Это необычное заявление сделано было монотонным голосом уставшего от жизни человека, а ее взгляд был прикован к горизонту. Я не знал, что ответить, да ответ, похоже, и не требовался. Тогда я не понимал ее ярости и был глубоко ею потрясен. Неужели в такую девочку я безнадежно влюбился?
– Яблоки я тоже ненавижу, – добавила она, раня меня в самое сердце. (Но мое она все-таки съела, я видел.)
Вконец отчаявшись, хлопая на себе насекомых, я повернулся, чтобы продолжить свой нелегкий путь.
– Хочешь, скажу, что мне нравится?
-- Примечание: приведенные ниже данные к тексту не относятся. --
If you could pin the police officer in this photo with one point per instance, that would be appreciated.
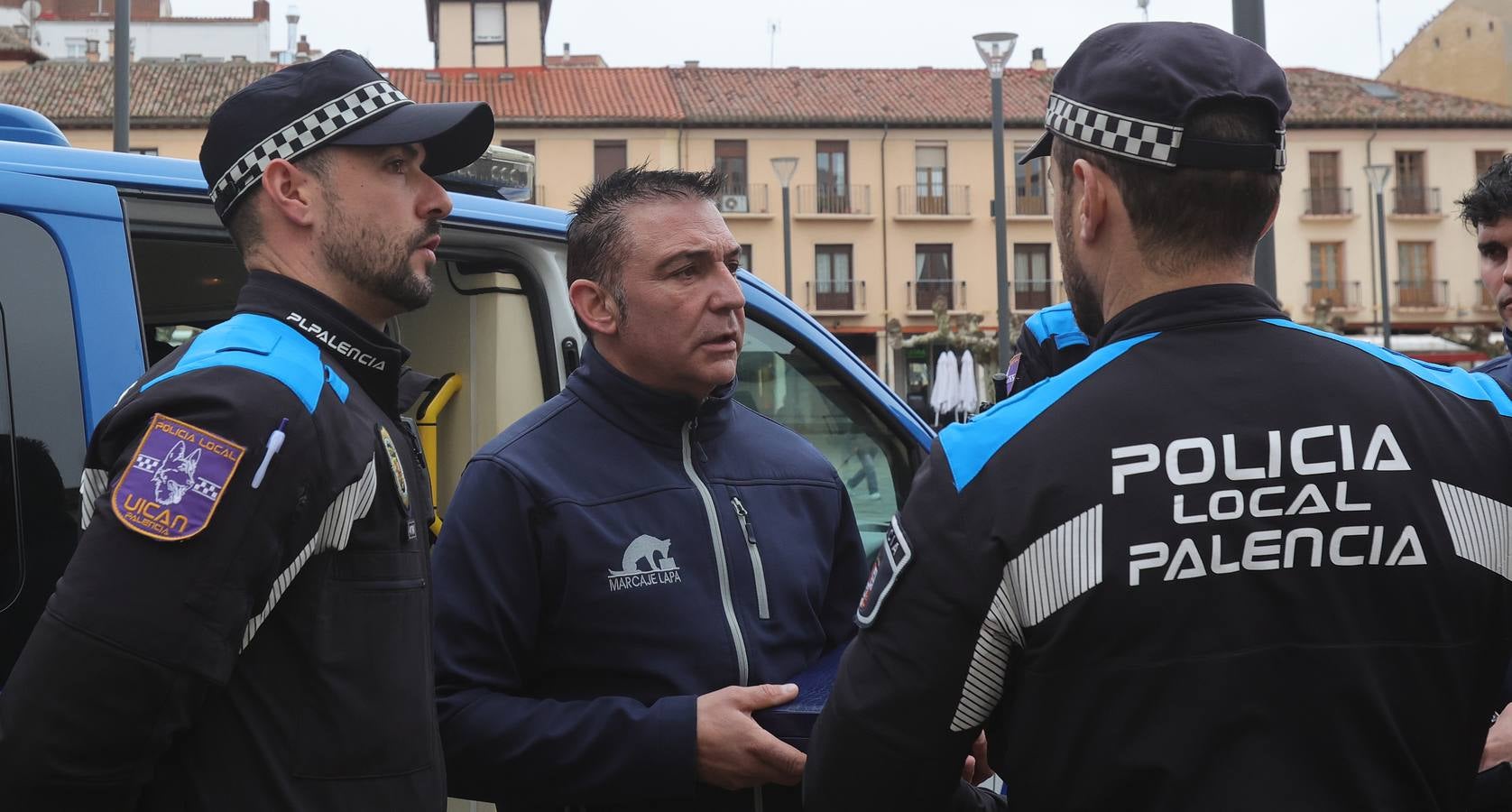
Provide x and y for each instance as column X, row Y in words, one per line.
column 1223, row 563
column 1048, row 345
column 245, row 625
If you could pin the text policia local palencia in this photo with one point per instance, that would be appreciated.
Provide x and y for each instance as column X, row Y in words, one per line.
column 1314, row 451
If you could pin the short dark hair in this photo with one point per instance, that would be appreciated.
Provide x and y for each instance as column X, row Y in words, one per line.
column 596, row 237
column 245, row 226
column 1489, row 198
column 1185, row 215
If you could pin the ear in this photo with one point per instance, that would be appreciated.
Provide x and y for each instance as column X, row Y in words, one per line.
column 1092, row 212
column 595, row 306
column 290, row 192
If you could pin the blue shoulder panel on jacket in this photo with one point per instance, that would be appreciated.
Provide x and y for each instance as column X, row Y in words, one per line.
column 968, row 447
column 1057, row 322
column 1467, row 384
column 265, row 345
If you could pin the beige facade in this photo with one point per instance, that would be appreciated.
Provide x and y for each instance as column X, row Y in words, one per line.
column 1465, row 51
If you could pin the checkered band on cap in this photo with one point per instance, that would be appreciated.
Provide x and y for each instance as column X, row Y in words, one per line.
column 309, row 132
column 1115, row 134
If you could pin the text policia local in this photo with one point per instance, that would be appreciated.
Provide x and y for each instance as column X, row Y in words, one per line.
column 1314, row 451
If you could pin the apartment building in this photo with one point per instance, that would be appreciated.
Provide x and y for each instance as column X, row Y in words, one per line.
column 891, row 198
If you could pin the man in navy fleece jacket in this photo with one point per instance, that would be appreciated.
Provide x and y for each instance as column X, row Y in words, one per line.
column 634, row 567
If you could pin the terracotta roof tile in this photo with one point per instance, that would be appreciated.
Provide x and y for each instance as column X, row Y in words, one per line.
column 78, row 94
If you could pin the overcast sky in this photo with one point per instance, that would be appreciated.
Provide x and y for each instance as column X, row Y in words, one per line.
column 1337, row 35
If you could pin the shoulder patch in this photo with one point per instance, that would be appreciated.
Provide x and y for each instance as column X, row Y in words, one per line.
column 176, row 480
column 885, row 569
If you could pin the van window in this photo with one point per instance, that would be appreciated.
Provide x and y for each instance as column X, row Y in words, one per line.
column 789, row 386
column 41, row 429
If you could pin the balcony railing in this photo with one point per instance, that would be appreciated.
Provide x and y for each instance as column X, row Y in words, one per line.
column 742, row 200
column 834, row 200
column 924, row 200
column 834, row 293
column 1033, row 293
column 1414, row 200
column 1423, row 293
column 1343, row 295
column 1031, row 205
column 924, row 292
column 1330, row 200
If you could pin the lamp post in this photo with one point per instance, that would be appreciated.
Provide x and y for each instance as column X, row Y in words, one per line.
column 995, row 51
column 785, row 167
column 1378, row 174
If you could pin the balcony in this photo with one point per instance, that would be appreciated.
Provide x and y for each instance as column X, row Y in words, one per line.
column 1031, row 206
column 1328, row 201
column 1422, row 293
column 834, row 295
column 742, row 200
column 834, row 200
column 1033, row 293
column 923, row 201
column 1343, row 295
column 923, row 293
column 1415, row 201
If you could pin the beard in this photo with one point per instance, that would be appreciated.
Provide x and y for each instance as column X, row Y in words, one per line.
column 1086, row 306
column 377, row 262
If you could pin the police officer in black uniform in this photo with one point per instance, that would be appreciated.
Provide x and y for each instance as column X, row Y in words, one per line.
column 1225, row 561
column 245, row 625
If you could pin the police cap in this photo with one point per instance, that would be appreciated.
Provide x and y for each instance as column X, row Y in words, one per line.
column 337, row 98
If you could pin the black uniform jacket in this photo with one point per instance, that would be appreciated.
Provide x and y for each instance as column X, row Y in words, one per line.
column 228, row 639
column 1223, row 563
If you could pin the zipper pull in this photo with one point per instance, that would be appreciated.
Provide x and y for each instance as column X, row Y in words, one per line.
column 746, row 521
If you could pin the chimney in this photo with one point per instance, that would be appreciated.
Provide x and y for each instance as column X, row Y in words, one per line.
column 293, row 29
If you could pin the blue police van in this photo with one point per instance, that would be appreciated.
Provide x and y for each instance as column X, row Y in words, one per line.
column 109, row 261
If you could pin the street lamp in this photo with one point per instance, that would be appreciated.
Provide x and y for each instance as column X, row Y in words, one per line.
column 995, row 51
column 1378, row 174
column 785, row 167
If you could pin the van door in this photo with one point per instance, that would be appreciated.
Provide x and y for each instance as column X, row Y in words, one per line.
column 62, row 268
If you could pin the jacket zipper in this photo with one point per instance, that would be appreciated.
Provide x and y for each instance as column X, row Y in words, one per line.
column 762, row 610
column 718, row 552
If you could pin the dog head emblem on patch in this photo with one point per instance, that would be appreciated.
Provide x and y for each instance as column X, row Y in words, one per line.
column 176, row 480
column 648, row 559
column 398, row 469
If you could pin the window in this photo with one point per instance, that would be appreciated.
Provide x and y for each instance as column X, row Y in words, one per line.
column 527, row 147
column 729, row 161
column 832, row 279
column 41, row 436
column 928, row 179
column 1031, row 288
column 1411, row 196
column 1028, row 183
column 487, row 22
column 794, row 389
column 834, row 174
column 1415, row 286
column 1485, row 159
column 932, row 277
column 608, row 158
column 1325, row 194
column 1326, row 275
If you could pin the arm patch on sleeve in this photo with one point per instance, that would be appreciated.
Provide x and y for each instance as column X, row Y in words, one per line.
column 885, row 569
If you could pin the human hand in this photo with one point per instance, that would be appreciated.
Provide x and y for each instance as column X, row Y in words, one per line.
column 1498, row 742
column 977, row 770
column 735, row 752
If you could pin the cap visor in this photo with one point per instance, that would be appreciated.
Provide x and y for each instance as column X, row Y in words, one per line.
column 454, row 135
column 1040, row 149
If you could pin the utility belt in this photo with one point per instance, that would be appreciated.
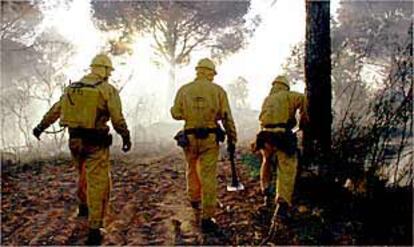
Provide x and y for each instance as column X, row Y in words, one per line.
column 91, row 136
column 284, row 140
column 199, row 133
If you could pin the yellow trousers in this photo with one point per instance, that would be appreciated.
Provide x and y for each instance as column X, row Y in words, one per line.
column 94, row 183
column 201, row 172
column 286, row 172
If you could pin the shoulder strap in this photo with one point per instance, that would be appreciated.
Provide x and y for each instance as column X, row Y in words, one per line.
column 81, row 84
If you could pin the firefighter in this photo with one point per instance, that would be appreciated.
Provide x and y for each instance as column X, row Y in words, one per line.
column 85, row 107
column 277, row 143
column 202, row 104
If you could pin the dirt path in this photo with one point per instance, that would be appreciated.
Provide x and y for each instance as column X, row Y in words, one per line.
column 149, row 206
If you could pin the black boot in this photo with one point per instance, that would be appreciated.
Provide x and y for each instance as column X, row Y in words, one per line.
column 268, row 203
column 94, row 237
column 209, row 225
column 195, row 205
column 83, row 210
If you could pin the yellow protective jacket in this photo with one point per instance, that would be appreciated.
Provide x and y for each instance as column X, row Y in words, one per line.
column 202, row 104
column 280, row 107
column 109, row 108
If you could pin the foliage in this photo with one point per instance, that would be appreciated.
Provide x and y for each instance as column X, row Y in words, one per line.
column 178, row 27
column 238, row 93
column 372, row 89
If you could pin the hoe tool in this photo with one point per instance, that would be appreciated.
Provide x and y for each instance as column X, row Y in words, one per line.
column 235, row 185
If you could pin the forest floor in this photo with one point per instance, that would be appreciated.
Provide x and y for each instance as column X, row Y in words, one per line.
column 149, row 206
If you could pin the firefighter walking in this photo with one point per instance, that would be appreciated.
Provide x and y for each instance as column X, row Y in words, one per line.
column 277, row 143
column 85, row 108
column 202, row 104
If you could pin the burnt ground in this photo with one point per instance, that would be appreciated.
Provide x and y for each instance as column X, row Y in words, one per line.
column 149, row 207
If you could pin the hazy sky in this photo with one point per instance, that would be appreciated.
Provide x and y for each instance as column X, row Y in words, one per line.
column 283, row 25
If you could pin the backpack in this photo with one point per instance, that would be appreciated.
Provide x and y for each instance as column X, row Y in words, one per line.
column 79, row 105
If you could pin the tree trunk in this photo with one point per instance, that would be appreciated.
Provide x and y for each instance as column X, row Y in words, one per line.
column 172, row 86
column 318, row 81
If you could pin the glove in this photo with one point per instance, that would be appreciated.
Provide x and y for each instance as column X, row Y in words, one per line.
column 38, row 131
column 231, row 147
column 126, row 143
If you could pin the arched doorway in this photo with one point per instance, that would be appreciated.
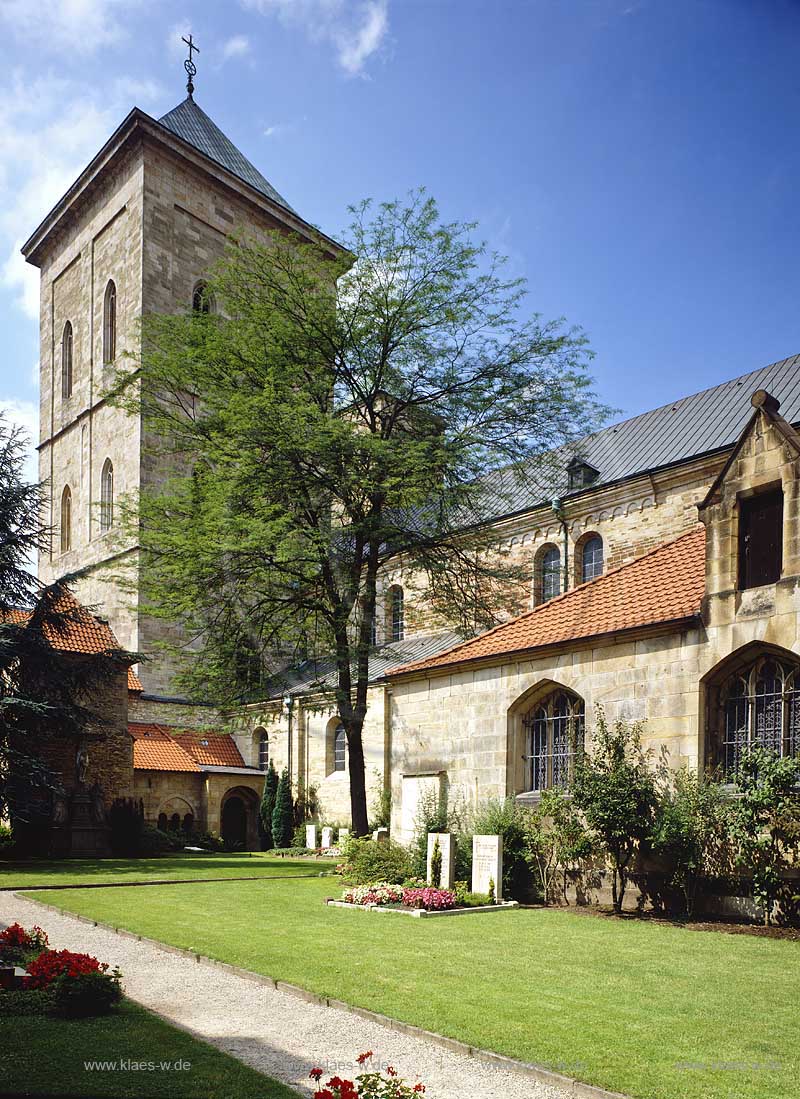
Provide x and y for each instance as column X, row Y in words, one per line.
column 234, row 823
column 239, row 819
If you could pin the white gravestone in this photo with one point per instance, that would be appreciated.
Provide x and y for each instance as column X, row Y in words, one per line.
column 448, row 854
column 488, row 864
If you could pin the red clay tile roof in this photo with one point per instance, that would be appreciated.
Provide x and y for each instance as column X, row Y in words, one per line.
column 158, row 747
column 84, row 633
column 665, row 585
column 155, row 750
column 217, row 750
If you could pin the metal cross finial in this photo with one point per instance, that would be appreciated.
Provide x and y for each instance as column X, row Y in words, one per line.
column 189, row 64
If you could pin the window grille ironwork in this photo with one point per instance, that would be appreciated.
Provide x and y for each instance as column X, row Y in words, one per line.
column 760, row 708
column 554, row 731
column 340, row 747
column 551, row 573
column 591, row 558
column 398, row 613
Единственное, что мне нравится? – окликнула она меня.
Я остановился и обернулся к ней.
– Да, пожалуйста, – смиренно ответил я. Возможно, от уныния я даже опустил голову.
– Море, – сказала она и побежала купаться.
Мое сердце чуть не разорвалось от радости.
Я слышал, как Пилу снова застучал игральными костями, а потом, по команде Голматол Дудхвала, заиграли музыканты, и больше я ничего не слышал.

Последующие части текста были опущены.